Genes related to NOD signaling tended to peak quite early in OM and then decline, consistent with a role in the early detection of and response to NTHi. This undoubtedly contributes to the expression of cytokine, chemokine and antimicrobial protein genes that we³⁴ and many others have previously documented during OM. In contrast, expression of autophagy genes peaked later (Figure 2). Autophagy is known to play a critical role in macrophage bacterial phagocytosis,⁴⁸ and macrophages tend to enter the ME late during acute OM.¹⁹ However, autophagy is also involved in limiting inflammation through a variety of mechanisms,⁴⁸ including the inhibition of NOD2 signaling (Figure 1). Late expression of autophagy genes is consistent with an active role in recovery from OM-induced inflammation.

Deletion of either NOD1 or NOD2 led to decreased recruitment of macrophages, and in the case of NOD2 PMNs, to the ME during OM. As chemokine genes are a major down-stream target of activated NODs (Figure 1), this result is not surprising. Perhaps the most unexpected finding of this study was the enhancement of macrophage intracellular bacterial killing by NOD1 deletion. When the peripheral monocytes enter the infected ME, they are continuously exposed to bacterial products. As an intracellular receptor, one might expect the NODs to play an important role in the recognition of bacteria within the cell, and the initiation of bactericidal action. Our data suggest that macrophage intracellular killing is mediated by other PRRs such as the TLRs. Interestingly, it has been found that under certain circumstances, activation of NODs can down-regulate TLR pathways.⁴⁹ In prior studies we have shown that TLR signaling via MyD88 is essential for efficient phagocytosis and killing by macrophages.¹⁹ NOD1 down-regulation of TLRs during OM could explain why deletion of this NOD leads to enhanced killing of NTHi by macrophages.

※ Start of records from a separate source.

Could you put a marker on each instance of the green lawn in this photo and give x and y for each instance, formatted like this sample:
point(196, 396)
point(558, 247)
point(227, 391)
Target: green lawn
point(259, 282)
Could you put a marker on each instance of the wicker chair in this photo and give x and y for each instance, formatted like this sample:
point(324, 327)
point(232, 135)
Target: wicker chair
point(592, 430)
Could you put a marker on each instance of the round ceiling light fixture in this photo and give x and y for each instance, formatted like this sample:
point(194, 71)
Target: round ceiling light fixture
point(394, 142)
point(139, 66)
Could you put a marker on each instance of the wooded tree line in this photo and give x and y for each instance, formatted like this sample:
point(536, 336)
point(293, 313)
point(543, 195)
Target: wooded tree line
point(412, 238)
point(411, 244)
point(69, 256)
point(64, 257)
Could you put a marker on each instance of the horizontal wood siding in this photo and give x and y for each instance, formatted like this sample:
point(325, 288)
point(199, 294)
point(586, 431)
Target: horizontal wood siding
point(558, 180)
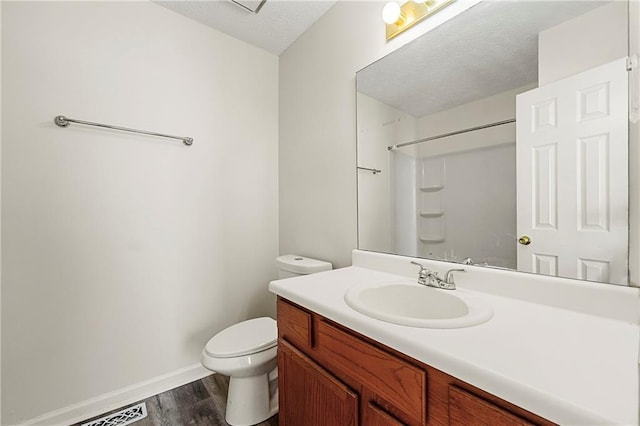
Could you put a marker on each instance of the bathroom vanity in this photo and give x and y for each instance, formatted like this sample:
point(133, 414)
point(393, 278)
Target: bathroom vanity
point(531, 363)
point(330, 375)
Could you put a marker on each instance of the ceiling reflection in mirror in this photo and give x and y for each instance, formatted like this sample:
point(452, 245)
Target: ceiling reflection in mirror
point(502, 138)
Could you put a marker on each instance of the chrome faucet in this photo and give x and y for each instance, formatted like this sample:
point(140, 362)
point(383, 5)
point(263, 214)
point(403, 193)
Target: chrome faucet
point(432, 279)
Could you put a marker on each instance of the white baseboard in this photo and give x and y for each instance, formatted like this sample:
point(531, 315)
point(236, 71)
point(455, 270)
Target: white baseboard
point(110, 401)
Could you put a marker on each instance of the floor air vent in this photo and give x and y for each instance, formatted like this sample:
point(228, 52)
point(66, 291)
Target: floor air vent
point(121, 418)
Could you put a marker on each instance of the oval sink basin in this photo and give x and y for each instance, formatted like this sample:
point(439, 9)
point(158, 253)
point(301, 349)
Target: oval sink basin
point(416, 305)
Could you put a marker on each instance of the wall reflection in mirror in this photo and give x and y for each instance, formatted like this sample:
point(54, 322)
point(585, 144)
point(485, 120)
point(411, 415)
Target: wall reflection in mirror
point(502, 136)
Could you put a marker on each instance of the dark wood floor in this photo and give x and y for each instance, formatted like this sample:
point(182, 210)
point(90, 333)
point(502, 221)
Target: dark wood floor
point(200, 403)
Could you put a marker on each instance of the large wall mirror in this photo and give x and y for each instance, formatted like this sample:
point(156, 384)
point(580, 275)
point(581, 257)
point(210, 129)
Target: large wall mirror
point(500, 138)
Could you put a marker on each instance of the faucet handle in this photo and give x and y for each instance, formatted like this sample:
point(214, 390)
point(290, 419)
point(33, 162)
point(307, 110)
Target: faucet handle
point(422, 268)
point(448, 276)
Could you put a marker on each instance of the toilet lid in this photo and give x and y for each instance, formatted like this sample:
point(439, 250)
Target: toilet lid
point(244, 338)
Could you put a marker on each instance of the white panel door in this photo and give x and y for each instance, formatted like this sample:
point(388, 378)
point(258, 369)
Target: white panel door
point(572, 176)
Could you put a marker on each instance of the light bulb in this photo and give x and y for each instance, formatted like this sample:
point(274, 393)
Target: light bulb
point(391, 13)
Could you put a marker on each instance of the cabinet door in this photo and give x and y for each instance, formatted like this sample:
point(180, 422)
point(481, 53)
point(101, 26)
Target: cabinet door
point(376, 416)
point(468, 409)
point(309, 395)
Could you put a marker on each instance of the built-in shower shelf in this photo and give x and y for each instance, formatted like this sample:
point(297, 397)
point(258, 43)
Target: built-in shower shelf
point(432, 213)
point(431, 240)
point(431, 188)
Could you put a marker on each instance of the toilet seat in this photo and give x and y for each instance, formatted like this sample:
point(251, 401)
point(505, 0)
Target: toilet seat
point(245, 338)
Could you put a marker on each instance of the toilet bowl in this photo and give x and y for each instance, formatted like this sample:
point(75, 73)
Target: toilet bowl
point(247, 353)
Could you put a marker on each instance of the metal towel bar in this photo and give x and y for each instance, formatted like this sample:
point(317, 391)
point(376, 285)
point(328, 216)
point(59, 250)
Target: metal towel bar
point(63, 121)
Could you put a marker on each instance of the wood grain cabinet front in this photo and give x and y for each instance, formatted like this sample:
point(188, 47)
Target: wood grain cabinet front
point(466, 409)
point(313, 396)
point(333, 376)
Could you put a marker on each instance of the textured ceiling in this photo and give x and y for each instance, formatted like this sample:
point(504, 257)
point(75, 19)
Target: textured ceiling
point(489, 49)
point(278, 23)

Deletion of NOD1 or NOD2 had overlapping effects on OM induced by NTHi infection, which would be expected given that both receptors respond to Gram-negative bacteria. It is believed that NOD1 is a back-up of NOD2 in that bacteria that produce NOD2 agonists can also activate NOD1.⁵⁰ Our study shows that deletion of either receptor prolonged ME infection and pathology, reduced bacterial clearance from the tympanic cavity, reduced macrophage recruitment to the ME during OM, and enhanced intracellular killing of NTHi by macrophages in vitro. However, there were also differences between deletions of the two receptors. The variation observed between the effects of NOD1 versus NOD2 deletion may reflect, in part, on the differences in their cellular expression. NOD2 expression is predominantly limited to myeloid cells.²⁵ It is thus not surprising that we observed somewhat greater effects of its deletion on the recruitment of leukocytes, and upon bacterial phagocytosis by macrophages.

Conclusions

Given the strong expression of NOD-related genes and the effects of NOD deletion, our results indicate a significant involvement of these innate immune receptors in the resolution of OM. It also seems possible that altering the activity of NOD receptors in the ME might provide a means of increasing the immunogenicity of vaccines or, reducing the duration and possibly the incidence of OM. Modification of NOD ligands to increase or decrease receptor activity have shown promising results.^51,52

Declaration of conflicting interests

The author(s) declared no potential conflicts of interest with respect to the research, authorship, and/or publication of this article.

Funding

The author(s) disclosed receipt of the following financial support for the research, authorship, and/or publication of this article: This research was supported by the NIH/NIDCD (Grant Nos. DC014801, DC000129, and DC006279) and by the Research Service of the VA.

Supplemental material

Supplemental material is available for this article online.